Use the model selector tabs at the top of the right panel to switch between different model submissions. You can toggle between "Model Responses" and "Model Reasoning" (to see the model's chain of thought, if available).

Tabs within the right panel let you view the Task Prompt, Answer, and Grading Criteria for the selected task.

### Annotate

Highlight text selections in the model response and offer specific feedback or commentary.

### Ranking and tagging

You can rank model responses (top 3) by dragging them into position. This is useful for comparative analysis across models.

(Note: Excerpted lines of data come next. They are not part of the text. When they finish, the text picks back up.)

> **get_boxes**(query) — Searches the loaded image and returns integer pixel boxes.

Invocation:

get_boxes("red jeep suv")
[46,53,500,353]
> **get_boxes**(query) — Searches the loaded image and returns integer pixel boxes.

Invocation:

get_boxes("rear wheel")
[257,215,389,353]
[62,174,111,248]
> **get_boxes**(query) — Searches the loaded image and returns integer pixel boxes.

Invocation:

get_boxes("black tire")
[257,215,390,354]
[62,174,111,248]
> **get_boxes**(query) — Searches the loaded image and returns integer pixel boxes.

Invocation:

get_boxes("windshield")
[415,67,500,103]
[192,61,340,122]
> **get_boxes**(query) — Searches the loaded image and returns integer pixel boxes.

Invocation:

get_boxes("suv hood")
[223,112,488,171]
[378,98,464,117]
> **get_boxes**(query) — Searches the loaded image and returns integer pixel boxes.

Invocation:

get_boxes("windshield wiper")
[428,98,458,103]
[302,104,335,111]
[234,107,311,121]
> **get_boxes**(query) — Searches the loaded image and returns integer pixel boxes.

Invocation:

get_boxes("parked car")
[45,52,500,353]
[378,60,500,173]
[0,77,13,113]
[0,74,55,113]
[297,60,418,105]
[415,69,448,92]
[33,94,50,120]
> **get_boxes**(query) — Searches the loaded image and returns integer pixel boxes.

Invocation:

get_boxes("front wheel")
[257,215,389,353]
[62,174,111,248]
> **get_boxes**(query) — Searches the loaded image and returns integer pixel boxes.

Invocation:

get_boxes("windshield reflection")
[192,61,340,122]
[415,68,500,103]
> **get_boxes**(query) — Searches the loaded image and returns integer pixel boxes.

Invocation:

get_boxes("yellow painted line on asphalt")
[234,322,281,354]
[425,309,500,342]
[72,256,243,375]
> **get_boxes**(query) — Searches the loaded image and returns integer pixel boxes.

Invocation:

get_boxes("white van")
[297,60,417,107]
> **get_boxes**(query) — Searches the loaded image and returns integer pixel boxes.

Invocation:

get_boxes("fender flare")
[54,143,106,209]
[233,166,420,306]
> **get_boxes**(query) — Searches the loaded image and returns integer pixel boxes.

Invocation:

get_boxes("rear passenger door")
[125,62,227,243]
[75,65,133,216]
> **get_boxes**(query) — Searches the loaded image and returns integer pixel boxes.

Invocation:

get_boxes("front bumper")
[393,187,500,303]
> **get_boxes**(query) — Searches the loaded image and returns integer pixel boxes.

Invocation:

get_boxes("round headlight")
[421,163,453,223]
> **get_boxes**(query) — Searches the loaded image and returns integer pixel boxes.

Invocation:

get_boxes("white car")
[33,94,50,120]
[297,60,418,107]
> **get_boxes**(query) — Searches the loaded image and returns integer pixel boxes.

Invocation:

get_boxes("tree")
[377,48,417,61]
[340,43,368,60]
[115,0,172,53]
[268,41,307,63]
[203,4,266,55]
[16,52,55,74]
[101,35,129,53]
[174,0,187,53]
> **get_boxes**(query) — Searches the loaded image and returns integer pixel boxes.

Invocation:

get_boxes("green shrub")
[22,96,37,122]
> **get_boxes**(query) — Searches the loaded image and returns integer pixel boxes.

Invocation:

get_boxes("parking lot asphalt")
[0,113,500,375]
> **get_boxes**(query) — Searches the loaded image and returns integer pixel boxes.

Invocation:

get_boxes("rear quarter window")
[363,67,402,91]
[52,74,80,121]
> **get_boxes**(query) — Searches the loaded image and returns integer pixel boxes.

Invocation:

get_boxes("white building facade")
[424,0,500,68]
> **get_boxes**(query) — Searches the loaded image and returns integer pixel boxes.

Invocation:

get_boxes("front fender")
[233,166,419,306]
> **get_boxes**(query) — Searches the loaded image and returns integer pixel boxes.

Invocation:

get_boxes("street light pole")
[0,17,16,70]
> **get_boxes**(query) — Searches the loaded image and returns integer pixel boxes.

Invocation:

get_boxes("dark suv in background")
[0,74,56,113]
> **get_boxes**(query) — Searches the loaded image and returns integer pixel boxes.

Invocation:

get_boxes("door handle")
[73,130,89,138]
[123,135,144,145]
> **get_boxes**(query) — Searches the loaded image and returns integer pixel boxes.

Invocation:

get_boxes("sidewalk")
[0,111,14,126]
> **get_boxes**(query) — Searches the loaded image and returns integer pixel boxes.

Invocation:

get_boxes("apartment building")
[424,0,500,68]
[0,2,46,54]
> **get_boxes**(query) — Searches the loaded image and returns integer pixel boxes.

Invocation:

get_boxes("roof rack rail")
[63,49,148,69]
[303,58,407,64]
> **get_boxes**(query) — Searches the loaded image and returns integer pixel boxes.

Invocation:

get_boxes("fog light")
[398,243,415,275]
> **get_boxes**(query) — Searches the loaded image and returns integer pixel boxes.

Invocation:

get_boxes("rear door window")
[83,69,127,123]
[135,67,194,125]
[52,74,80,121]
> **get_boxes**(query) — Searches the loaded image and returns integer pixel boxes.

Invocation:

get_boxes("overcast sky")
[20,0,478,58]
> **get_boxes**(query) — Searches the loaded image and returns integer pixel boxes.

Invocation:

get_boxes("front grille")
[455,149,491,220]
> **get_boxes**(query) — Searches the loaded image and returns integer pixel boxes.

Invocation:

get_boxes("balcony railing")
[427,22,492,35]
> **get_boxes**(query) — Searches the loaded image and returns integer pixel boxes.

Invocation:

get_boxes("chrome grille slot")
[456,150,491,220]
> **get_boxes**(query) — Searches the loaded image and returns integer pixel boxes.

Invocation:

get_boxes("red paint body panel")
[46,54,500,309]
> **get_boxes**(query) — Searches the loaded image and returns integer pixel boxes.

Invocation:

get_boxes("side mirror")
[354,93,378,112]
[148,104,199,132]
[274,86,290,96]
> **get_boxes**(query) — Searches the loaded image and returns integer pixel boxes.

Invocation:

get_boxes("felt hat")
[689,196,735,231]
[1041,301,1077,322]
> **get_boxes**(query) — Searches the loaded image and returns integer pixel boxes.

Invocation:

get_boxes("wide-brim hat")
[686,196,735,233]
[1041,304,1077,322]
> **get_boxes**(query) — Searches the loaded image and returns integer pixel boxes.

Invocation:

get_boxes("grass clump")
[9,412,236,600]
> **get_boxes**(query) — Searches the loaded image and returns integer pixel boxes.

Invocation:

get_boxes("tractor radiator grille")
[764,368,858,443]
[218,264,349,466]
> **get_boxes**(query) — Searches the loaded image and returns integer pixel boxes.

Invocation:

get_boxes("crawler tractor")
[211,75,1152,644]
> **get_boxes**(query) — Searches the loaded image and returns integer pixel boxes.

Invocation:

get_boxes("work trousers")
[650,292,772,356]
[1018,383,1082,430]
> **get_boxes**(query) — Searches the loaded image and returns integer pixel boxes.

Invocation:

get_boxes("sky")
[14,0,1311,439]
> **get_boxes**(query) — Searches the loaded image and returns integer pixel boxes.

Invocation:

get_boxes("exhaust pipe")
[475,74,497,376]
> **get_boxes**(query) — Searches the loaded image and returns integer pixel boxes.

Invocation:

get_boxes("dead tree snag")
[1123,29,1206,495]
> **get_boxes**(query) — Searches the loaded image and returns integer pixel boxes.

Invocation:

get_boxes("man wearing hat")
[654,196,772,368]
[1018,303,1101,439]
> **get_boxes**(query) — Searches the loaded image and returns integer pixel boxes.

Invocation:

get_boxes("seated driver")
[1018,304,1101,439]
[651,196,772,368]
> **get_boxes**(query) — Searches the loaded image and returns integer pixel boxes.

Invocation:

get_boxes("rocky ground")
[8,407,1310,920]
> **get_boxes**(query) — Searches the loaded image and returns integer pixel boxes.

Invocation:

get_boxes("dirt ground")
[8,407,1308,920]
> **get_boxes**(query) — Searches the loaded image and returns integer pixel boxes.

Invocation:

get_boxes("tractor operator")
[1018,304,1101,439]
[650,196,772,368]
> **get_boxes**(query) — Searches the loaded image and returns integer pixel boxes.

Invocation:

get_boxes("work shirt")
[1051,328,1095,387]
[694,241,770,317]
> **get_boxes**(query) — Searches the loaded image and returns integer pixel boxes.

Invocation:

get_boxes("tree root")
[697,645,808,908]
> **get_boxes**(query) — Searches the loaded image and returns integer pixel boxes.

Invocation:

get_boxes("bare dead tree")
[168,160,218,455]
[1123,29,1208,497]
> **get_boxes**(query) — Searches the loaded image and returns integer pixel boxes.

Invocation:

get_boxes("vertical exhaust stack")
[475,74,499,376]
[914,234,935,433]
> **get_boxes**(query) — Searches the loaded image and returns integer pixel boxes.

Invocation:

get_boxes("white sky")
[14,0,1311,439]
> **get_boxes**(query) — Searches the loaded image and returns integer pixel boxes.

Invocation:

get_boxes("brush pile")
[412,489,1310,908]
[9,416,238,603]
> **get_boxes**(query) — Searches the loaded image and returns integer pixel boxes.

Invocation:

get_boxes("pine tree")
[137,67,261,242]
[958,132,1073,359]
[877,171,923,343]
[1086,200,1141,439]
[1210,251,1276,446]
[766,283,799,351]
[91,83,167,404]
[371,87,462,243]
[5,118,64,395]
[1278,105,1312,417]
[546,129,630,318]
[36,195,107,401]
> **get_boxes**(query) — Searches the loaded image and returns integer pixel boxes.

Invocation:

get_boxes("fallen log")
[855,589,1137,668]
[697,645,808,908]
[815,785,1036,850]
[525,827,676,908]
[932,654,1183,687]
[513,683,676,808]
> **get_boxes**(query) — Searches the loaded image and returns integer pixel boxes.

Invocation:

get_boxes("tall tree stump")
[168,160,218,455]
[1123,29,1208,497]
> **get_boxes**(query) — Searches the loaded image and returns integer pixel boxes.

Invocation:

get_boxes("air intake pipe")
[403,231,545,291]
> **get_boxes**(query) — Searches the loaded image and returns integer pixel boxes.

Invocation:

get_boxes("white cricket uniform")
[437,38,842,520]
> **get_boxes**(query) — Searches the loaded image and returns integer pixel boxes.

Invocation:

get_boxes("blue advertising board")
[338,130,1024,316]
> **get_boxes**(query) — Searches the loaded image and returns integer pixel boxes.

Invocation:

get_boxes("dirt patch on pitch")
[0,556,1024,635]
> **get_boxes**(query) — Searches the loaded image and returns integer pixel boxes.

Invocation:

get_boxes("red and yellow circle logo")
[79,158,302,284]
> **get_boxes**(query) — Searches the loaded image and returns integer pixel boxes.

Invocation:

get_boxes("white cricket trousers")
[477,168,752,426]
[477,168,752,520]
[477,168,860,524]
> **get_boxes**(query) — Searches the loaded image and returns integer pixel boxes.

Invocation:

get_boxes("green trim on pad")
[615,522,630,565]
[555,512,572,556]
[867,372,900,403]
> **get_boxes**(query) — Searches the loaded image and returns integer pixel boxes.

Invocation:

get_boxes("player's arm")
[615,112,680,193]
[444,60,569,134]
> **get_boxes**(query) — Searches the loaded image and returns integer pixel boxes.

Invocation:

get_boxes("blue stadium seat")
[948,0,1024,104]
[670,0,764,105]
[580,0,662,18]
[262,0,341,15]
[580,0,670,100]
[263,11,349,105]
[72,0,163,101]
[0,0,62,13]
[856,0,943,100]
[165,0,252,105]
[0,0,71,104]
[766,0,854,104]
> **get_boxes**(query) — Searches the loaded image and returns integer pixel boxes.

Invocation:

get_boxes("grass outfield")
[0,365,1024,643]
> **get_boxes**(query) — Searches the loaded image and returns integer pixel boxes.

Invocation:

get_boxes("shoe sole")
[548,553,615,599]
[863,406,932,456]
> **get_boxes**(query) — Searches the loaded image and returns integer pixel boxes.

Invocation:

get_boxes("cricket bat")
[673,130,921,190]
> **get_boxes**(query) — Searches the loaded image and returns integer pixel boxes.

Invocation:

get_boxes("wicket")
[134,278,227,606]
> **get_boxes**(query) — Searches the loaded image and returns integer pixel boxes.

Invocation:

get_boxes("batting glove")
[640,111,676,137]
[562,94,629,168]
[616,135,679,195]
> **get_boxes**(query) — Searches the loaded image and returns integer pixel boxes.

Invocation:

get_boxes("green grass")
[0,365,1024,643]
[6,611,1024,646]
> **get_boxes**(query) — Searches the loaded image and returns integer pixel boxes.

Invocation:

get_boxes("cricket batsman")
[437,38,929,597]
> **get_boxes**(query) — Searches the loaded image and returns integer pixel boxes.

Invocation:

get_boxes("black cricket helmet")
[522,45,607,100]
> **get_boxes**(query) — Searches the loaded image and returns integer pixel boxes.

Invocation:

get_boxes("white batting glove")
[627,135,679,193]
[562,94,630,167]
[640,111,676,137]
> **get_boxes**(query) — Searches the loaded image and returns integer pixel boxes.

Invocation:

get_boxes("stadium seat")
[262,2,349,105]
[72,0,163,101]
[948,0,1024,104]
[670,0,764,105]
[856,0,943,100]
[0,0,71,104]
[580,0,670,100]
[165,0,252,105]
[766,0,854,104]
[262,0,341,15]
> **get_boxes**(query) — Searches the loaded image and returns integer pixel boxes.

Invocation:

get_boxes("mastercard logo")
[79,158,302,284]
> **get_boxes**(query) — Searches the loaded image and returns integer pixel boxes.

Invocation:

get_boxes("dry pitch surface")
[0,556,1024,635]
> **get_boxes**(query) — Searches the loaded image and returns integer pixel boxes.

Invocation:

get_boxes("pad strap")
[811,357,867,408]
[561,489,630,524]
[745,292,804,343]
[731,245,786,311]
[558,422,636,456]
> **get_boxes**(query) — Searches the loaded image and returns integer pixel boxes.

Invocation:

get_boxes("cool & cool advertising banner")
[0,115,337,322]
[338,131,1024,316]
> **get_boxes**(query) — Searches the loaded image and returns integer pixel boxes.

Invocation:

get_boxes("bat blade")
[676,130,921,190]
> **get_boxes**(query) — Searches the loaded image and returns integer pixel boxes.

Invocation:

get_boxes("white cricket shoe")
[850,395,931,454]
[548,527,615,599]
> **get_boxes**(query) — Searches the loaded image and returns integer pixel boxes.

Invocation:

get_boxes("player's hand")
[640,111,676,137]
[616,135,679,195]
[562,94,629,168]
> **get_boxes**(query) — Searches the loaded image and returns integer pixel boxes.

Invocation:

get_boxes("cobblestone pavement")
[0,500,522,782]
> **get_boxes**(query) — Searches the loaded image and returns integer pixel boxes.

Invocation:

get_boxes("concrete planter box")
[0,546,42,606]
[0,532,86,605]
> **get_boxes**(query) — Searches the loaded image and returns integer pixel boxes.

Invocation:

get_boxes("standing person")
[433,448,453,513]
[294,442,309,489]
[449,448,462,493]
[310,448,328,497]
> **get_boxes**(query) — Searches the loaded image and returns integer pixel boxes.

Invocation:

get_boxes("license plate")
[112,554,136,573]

You can also tag responses with labels like "Hallucination," "Logical Errors," or "Surprising Result" for tracking patterns across submissions.

### Versioning

If you have [edited your eval](/portex-docs/for-experts/editing-an-eval.md) and created new versions, the Annotate view lets you review results per version.

## Leaderboards

Each published eval has a public leaderboard showing model performance. The leaderboard is visible on the eval's detail page under the Leaderboards tab, showing model name, score, run time, and relative cost.

Use leaderboard data to calibrate your eval's difficulty and identify areas where you might add harder tasks.


---

# Agent Instructions: Querying This Documentation

If you need additional information that is not directly available in this page, you can query the documentation dynamically by asking a question.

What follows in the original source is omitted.